On the Art of Letting Go
- Sam Atkins

- Oct 20, 2025
- 3 min read
Following on from my last piece about loneliness in shooting film, I’ve been thinking about what comes after that solitude, about the quiet trust we place in process, in chemistry, in time. This reflection sits somewhere in that space: between knowing and not knowing.
There’s a moment, just before you pour the developer, when everything is uncertain. The film sits in the tank, sealed, silent, and unknowable. You can’t see what you’ve captured. You can’t change what’s there. You can only trust that something will emerge.
Every time I develop a roll, I’m reminded that photography isn’t just about seeing, it’s about letting go. The chemicals don’t always behave, the temperature drifts, a light leak creeps in where it shouldn’t. But there’s a kind of grace in that surrender. To work with film is to admit that not everything can be controlled, and that sometimes the most beautiful things happen in the space between precision and accident.
When I started experimenting with beer developers and natural materials, that feeling deepened. Brewing a batch in a pub or stirring leaves into a jar isn’t chemistry so much as ritual. You mix, you wait, and you hope. There’s science in it, yes, but also intuition, a soft listening. You begin to understand that the materials want to behave in their own way. You learn to let them.

There’s an old word for this kind of process: alchemy. Not the pursuit of gold, but the transformation of the ordinary. Turning light and silver into memory. Turning chance into meaning. The darkroom becomes a small theatre of the unknown, a space where expectation dissolves and something new takes form.

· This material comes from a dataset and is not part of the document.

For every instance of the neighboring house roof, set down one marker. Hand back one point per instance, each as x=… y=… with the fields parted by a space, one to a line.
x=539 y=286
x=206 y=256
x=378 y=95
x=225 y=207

In a world obsessed with clarity, it’s easy to forget how valuable unknowing can be. We chase sharpness, definition, answers. But uncertainty keeps us alive; it keeps us curious. When I pull a roll from the fixer and the images start to appear, faint and trembling with possibility, it feels like a quiet conversation with something larger than me. A reminder that I’m not the author so much as the witness.
In my last piece, I wrote about loneliness in the act of shooting film, how the quiet between frames can feel both empty and full. This feels like its counterpart. The unknowing that comes after the photograph is taken is a kind of loneliness too, but softer, more generous. It’s the loneliness that trusts something unseen to take shape in its own time.
Maybe that’s what draws me to film: the act of trust. The trust that light will leave its mark, that time will reveal something I couldn’t have planned. Every frame is a small act of faith, in process, in imperfection, in the unseen.
Lately, I’ve started to think that photography, at its heart, is less about making images and more about being present in uncertainty. You never really know what the world is offering you until you stop trying to name it. The lens doesn’t demand answers; it asks for attention. And the film, quiet and patient, teaches you to embrace what you don’t yet understand.
When the negatives hang to dry, I often stand and watch them glisten in the light. They’re fragile, imperfect, alive with mystery. Not everything developed cleanly. Some frames are fogged or fractured. But I’ve learned to see beauty there too, in what didn’t work, in what refused to be tamed.
That’s the alchemy: turning uncertainty into wonder. Learning that the unknown isn’t something to fear, but something to work alongside. The film knows more than I do.